The UNAM Rectory building is the administrative center of the National University. It’s visible from most parts of the campus. The building is especially beloved for the three sculptural mural works. These are by David Alfaro Siqueiros.

• Las fechas en la historia de México o el derecho a la cultura. (Dates in the history of Mexico, or the Right to Culture)
• Nuevo símbolo universitario/Nuevo emblema universitario (New Symbol or Emblem of the University). This is the smaller and higher of the two works.
• El pueblo a la universidad, la universidad al pueblo. Por una cultura nacional neohumanista de profundidad universal.
(The people to the university, the university to the people. For a national, neo-humanist culture of universal depth.)

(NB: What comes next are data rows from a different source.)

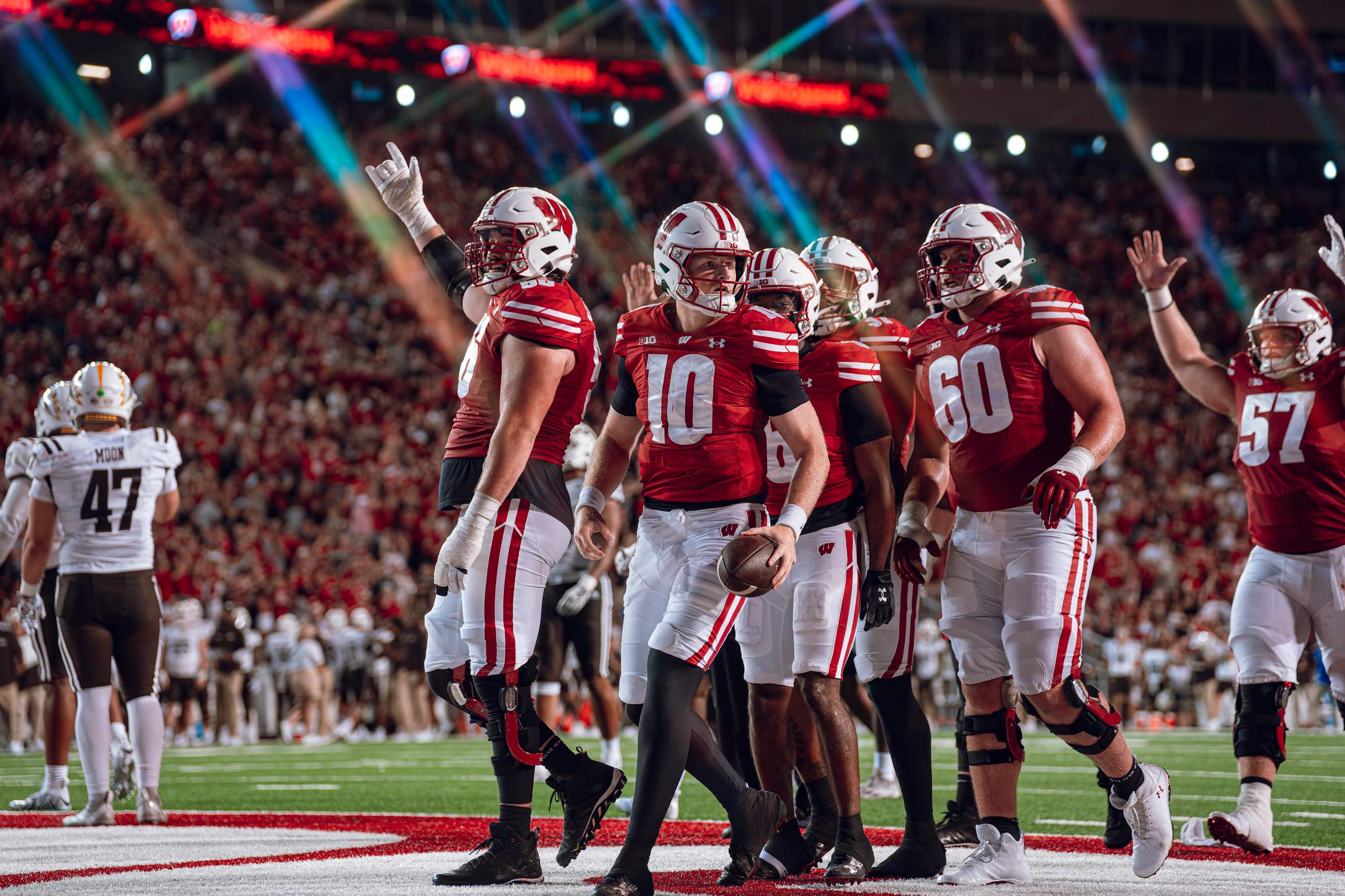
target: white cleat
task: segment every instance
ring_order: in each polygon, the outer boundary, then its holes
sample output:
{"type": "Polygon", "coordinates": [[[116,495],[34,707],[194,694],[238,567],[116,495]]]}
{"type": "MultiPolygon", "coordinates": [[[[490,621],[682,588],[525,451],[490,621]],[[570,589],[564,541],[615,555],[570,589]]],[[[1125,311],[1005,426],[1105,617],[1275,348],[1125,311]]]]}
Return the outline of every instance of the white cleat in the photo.
{"type": "Polygon", "coordinates": [[[104,794],[97,802],[89,800],[75,815],[61,819],[66,827],[106,827],[117,823],[112,814],[112,794],[104,794]]]}
{"type": "Polygon", "coordinates": [[[1232,846],[1239,846],[1254,856],[1275,849],[1271,827],[1275,817],[1270,806],[1243,805],[1231,813],[1210,813],[1205,826],[1209,835],[1232,846]]]}
{"type": "Polygon", "coordinates": [[[1013,834],[1001,834],[994,825],[976,825],[976,838],[981,845],[967,856],[967,861],[955,870],[939,874],[936,884],[983,887],[1032,883],[1021,839],[1015,839],[1013,834]]]}
{"type": "Polygon", "coordinates": [[[886,778],[878,772],[869,775],[869,780],[859,784],[859,799],[900,799],[901,784],[896,778],[886,778]]]}
{"type": "Polygon", "coordinates": [[[1115,794],[1108,799],[1122,810],[1130,825],[1130,870],[1137,877],[1153,877],[1167,861],[1167,853],[1173,848],[1173,792],[1166,768],[1149,763],[1139,763],[1139,768],[1145,772],[1145,783],[1139,790],[1126,800],[1118,799],[1115,794]]]}
{"type": "Polygon", "coordinates": [[[9,809],[16,813],[39,813],[39,811],[70,811],[70,788],[62,787],[61,790],[39,790],[31,796],[24,796],[23,799],[11,799],[9,809]]]}

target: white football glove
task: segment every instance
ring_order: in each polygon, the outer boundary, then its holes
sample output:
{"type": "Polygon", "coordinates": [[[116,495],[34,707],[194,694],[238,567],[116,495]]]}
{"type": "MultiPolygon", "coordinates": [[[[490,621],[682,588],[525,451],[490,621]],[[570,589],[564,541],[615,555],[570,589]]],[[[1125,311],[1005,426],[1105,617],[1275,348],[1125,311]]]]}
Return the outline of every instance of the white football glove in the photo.
{"type": "Polygon", "coordinates": [[[495,514],[500,509],[500,502],[483,495],[472,494],[472,503],[463,509],[453,531],[444,539],[438,549],[438,562],[434,564],[434,585],[448,588],[453,593],[463,593],[467,581],[467,570],[476,562],[476,556],[482,553],[486,542],[486,533],[495,527],[495,514]]]}
{"type": "Polygon", "coordinates": [[[420,176],[420,161],[412,156],[408,165],[402,151],[395,143],[387,144],[387,161],[378,165],[364,165],[364,174],[378,187],[378,195],[383,198],[383,204],[402,219],[412,239],[418,239],[430,227],[437,227],[434,215],[425,207],[425,184],[420,176]]]}
{"type": "Polygon", "coordinates": [[[573,616],[578,611],[584,609],[588,601],[597,597],[597,578],[584,573],[584,576],[573,585],[566,589],[561,599],[555,604],[557,616],[573,616]]]}
{"type": "Polygon", "coordinates": [[[1336,223],[1336,218],[1332,215],[1326,215],[1322,221],[1326,222],[1326,233],[1332,237],[1332,246],[1330,249],[1322,246],[1317,250],[1317,254],[1332,269],[1332,273],[1345,283],[1345,235],[1341,234],[1341,226],[1336,223]]]}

The building needs to be seen, too, as a Modernist architectural triumph. A quadrangular prism of glass facades, the UNAM Rectory is built merely of reinforced concrete columns and slabs. Stairways, elevators, and service areas are closed with blind cubes that provided Siqueiros with his canvas. The building reflects much of the influence of Le Corbusier. But the almost complete reliance on concrete reminds us that structural steel components could simply not be acquired fast enough for the project to proceed.

The building is the work of Mario Pani, Enrique del Moral, and Salvador Ortega Flores. Distinctly Mexican in probably every aspect, it’s among the most important architectural works on the campus.